Kant informs us that while the first Critique suggested that God, freedom, and immortality are
unknowable, the second Critique will mitigate this claim. Freedom is indeed knowable because it is
revealed by God. God and immortality are also knowable, but practical reason now requires belief in
thesepostulates of reason. Kant once again invites his dissatisfied critics to actually provide a proof of
God's existence and shows that this is impossible because the various arguments
(ontological, cosmological and teleological) for God's existence all depend essentially on the idea that
existence is a predicate inherent to the concepts to which it is applied.

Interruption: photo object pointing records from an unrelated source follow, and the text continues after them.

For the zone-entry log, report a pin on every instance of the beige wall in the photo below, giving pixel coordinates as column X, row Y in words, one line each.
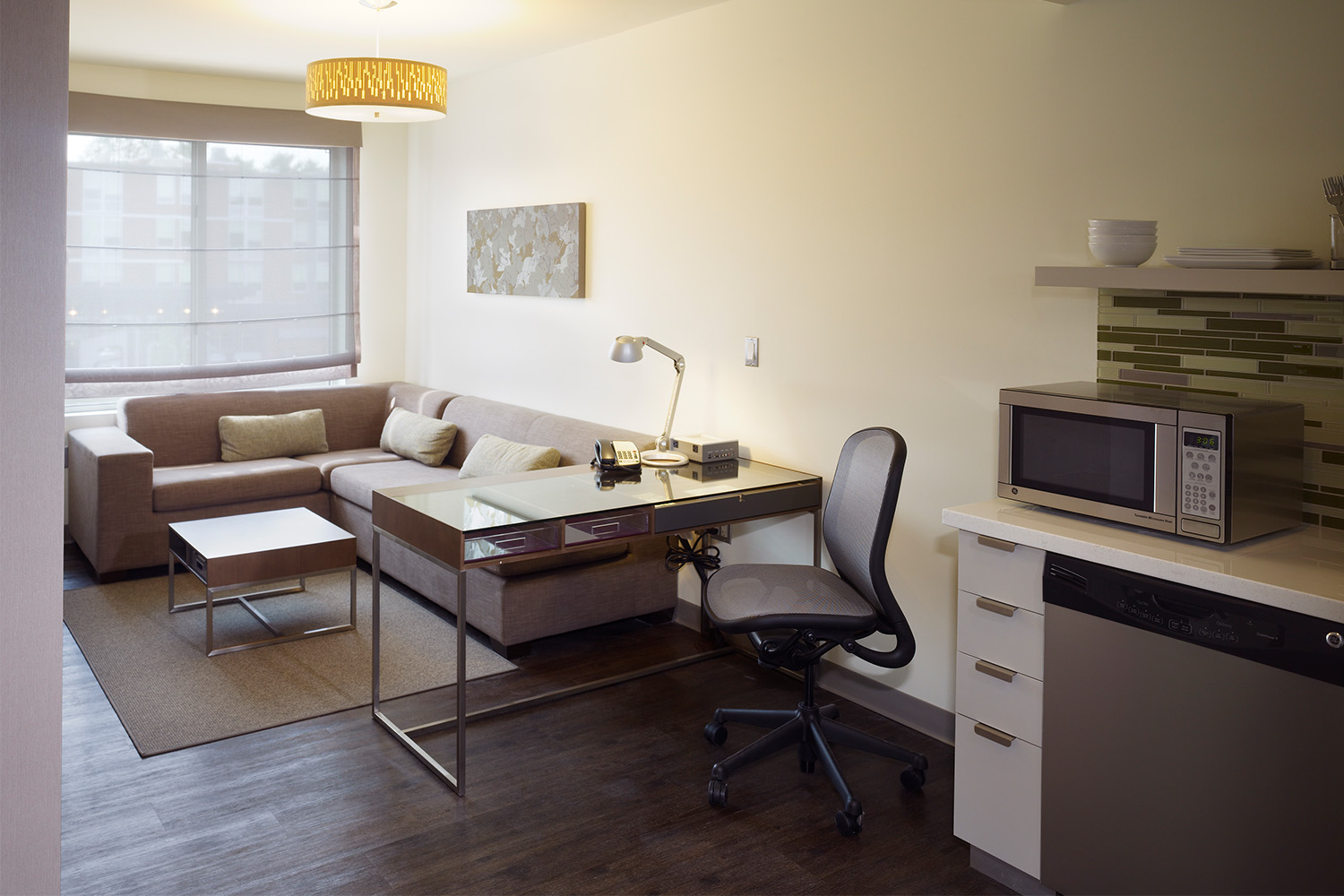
column 382, row 210
column 32, row 101
column 866, row 185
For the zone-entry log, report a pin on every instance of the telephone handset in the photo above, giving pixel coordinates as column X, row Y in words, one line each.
column 615, row 452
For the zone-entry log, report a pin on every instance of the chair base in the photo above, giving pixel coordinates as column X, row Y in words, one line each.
column 812, row 729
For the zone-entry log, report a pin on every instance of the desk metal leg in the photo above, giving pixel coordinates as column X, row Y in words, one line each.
column 456, row 782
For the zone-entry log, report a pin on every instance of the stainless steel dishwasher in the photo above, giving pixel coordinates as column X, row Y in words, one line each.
column 1193, row 742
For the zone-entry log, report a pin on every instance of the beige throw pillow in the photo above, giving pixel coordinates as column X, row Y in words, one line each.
column 492, row 455
column 417, row 437
column 249, row 438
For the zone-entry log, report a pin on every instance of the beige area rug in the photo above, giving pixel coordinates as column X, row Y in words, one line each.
column 169, row 694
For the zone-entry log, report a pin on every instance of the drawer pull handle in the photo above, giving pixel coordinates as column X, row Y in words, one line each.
column 995, row 672
column 996, row 606
column 996, row 544
column 994, row 734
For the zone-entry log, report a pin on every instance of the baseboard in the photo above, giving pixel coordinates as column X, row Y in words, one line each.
column 867, row 692
column 898, row 705
column 1013, row 879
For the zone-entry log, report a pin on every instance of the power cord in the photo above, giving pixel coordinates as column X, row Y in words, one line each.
column 701, row 554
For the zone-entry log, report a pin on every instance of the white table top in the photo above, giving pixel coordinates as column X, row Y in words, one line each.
column 1300, row 570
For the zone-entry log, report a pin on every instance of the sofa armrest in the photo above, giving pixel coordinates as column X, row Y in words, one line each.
column 110, row 490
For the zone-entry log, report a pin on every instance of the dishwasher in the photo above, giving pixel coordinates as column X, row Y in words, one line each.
column 1193, row 742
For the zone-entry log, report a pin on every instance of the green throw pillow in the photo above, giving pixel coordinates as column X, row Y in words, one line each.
column 492, row 455
column 250, row 438
column 417, row 437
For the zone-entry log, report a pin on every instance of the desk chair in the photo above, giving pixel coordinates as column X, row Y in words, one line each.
column 795, row 614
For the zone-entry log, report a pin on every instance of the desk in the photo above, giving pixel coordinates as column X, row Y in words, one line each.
column 481, row 521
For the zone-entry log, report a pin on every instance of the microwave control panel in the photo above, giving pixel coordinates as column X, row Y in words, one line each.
column 1202, row 473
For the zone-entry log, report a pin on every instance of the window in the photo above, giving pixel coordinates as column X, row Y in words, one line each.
column 196, row 260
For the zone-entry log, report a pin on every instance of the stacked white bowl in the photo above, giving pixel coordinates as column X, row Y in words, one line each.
column 1121, row 244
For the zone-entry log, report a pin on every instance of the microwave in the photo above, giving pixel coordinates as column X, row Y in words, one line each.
column 1203, row 466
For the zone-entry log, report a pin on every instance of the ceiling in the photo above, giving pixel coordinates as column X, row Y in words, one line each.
column 276, row 39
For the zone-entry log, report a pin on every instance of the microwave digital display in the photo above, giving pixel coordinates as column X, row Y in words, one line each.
column 1085, row 457
column 1206, row 441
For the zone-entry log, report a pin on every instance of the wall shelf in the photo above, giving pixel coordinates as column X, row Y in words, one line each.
column 1199, row 280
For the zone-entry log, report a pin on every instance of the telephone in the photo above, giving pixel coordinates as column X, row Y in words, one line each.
column 615, row 452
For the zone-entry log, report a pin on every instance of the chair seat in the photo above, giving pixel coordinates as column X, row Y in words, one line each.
column 757, row 597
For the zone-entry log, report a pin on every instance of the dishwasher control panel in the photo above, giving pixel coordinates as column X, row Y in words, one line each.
column 1218, row 626
column 1271, row 635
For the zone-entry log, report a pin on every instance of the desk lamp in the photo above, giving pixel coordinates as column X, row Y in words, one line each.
column 631, row 349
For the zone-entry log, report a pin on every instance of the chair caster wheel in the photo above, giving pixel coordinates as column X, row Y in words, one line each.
column 718, row 793
column 849, row 825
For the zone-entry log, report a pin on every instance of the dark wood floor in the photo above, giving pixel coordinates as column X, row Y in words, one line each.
column 602, row 793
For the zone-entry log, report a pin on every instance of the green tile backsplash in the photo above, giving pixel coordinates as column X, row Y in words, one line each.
column 1281, row 347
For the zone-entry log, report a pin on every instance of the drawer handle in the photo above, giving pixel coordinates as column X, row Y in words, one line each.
column 996, row 544
column 995, row 672
column 1000, row 737
column 996, row 606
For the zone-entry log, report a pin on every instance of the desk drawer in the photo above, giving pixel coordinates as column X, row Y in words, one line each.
column 505, row 541
column 1002, row 633
column 605, row 527
column 1000, row 570
column 730, row 508
column 1002, row 697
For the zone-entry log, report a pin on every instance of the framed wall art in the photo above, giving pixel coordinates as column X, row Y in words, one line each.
column 529, row 250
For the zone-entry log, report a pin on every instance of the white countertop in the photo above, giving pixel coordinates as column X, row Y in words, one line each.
column 1298, row 570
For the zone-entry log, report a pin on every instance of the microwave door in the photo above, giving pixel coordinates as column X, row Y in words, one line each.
column 1109, row 466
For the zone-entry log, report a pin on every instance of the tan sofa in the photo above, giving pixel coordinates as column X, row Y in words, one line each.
column 161, row 463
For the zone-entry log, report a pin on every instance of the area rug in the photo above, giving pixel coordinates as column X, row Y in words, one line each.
column 169, row 694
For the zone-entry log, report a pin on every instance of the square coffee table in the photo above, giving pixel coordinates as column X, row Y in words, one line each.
column 249, row 549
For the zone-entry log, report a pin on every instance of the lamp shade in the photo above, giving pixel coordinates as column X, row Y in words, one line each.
column 376, row 89
column 626, row 349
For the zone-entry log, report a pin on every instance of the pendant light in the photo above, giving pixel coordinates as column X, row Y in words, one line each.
column 376, row 89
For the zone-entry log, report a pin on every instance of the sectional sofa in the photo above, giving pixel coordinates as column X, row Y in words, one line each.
column 164, row 462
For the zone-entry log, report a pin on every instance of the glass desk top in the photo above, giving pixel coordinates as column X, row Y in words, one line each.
column 569, row 492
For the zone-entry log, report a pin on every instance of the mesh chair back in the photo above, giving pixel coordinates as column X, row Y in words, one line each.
column 859, row 511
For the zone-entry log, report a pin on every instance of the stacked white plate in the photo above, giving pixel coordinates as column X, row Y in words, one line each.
column 1121, row 244
column 1233, row 257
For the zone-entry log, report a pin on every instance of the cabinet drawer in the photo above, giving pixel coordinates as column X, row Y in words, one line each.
column 986, row 568
column 1011, row 705
column 997, row 797
column 1002, row 633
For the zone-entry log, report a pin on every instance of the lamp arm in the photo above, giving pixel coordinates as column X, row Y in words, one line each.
column 664, row 349
column 664, row 443
column 666, row 440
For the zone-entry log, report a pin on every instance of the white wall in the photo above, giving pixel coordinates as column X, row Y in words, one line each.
column 32, row 101
column 866, row 185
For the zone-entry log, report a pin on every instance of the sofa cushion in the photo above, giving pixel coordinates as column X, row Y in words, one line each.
column 250, row 438
column 198, row 485
column 330, row 461
column 494, row 455
column 185, row 429
column 417, row 437
column 357, row 481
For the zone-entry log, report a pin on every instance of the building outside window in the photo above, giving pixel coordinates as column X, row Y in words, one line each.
column 198, row 263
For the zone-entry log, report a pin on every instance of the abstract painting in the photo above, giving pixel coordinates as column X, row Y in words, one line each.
column 530, row 250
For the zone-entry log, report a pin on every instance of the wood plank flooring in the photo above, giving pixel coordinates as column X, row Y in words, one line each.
column 602, row 793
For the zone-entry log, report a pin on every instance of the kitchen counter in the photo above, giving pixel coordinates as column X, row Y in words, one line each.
column 1300, row 570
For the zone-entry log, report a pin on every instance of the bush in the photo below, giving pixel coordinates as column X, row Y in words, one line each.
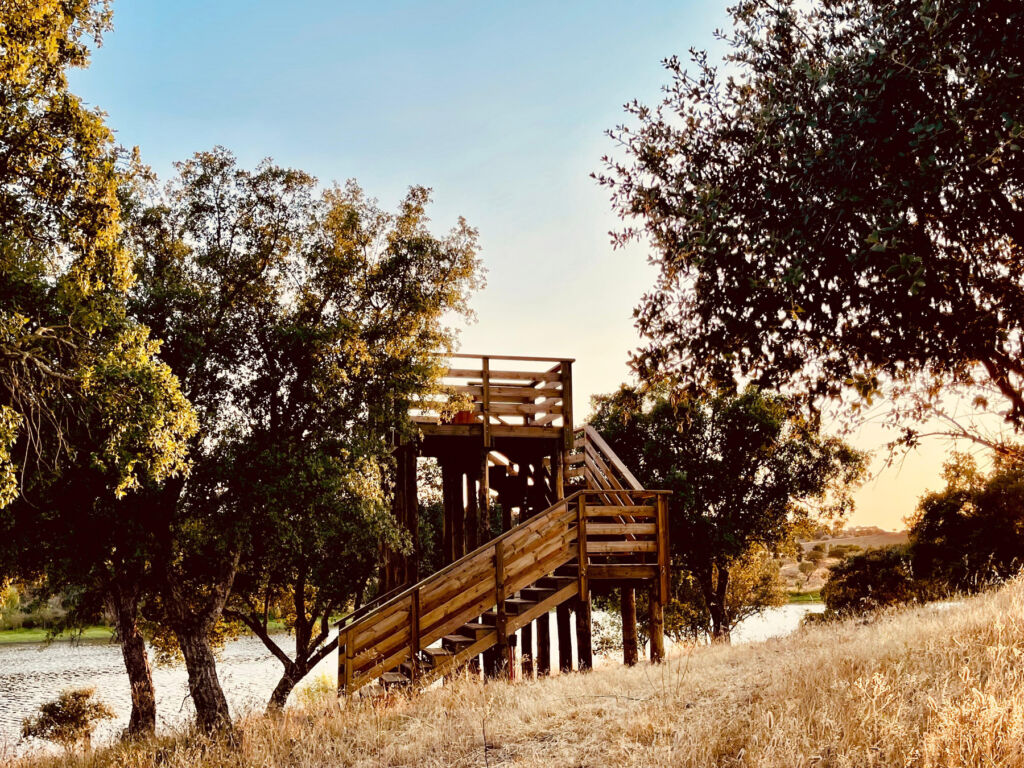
column 843, row 551
column 873, row 580
column 68, row 720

Practical reason is the faculty for determining the will, which operates by applying a general principle of
action to one's particular situation. For Kant, aprinciple can be either a mere maxim if it is based on the
agent's desires or a law if it applies universally. Any principle that presupposes a previous desire for some
object in the agent always presupposes that the agent is the sort of person who would be interested in
that particular object. Anything that an agent is interested in can only be contingent, however, and never
necessary. Therefore it cannot be a law.
To say, for example, that the law is to serve God means that the law is dependent on interest in God. This
cannot be the basis for any universal moral law. To say that the law is to seek the greatest happiness of
the greatest number or the greatest good, always presupposes some interest in the greatest happiness,
the greatest number, the greatest good, and so on. Kant concludes that the source of the nomological
character of the moral law must derive not from its content but from its form alone. The content of the
universal moral law, the categorical imperative, must be nothing over and above the law's form, otherwise
it will be dependent on the desires that the law's possessor has. The only law whose content consists in
its form, according to Kant, is the statement:

act in such a way that the maxim of your will could always hold at the same time as a
principle of a universal legislation.

Kant then argues that a will which acts on the practical law is a will which is acting on the idea of the form
of law, an idea of reason which has nothing to do with the senses. Hence the moral will is independent of
the world of the senses, the world where it might be constrained by one's contingent desires. The will is
therefore fundamentally free. The converse also applies: if the will is free, then it must be governed by a
rule, but a rule whose content does not restrict the freedom of the will. The only appropriate rule is the
rule whose content is equivalent to its form, the categorical imperative. To follow the practical law is to
be autonomous, whereas to follow any of the other types of contingent laws (or hypothetical imperatives)
is to be heteronomous and therefore unfree. The moral law expresses the positive content of freedom,
while being free from influence expresses its negative content.
Furthermore, we are conscious of the operation of the moral law on us and it is through this
consciousness that we are conscious of our freedom and not through any kind of special faculty. Though
our actions are normally determined by the calculations of "self-love", we realize that we can ignore selflove's urgings when moral duty is at stake. Consciousness of the moral law is a priori and unanalysable.
Kant ends this chapter by discussing Hume's refutation of causation. Hume argued that we can never see
one event cause another, but only the constant conjunction of events. Kant suggests that Hume was
confusing the phenomenal and noumenal worlds. Since we are autonomous, Kant now claims that we
can know something about the noumenal world, namely that we are in it and play a causal role in it. This
knowledge, however, is only practical and not theoretical. Therefore it does not affect our knowledge of
the things in themselves. Metaphysical speculation on the noumenal world is avoided.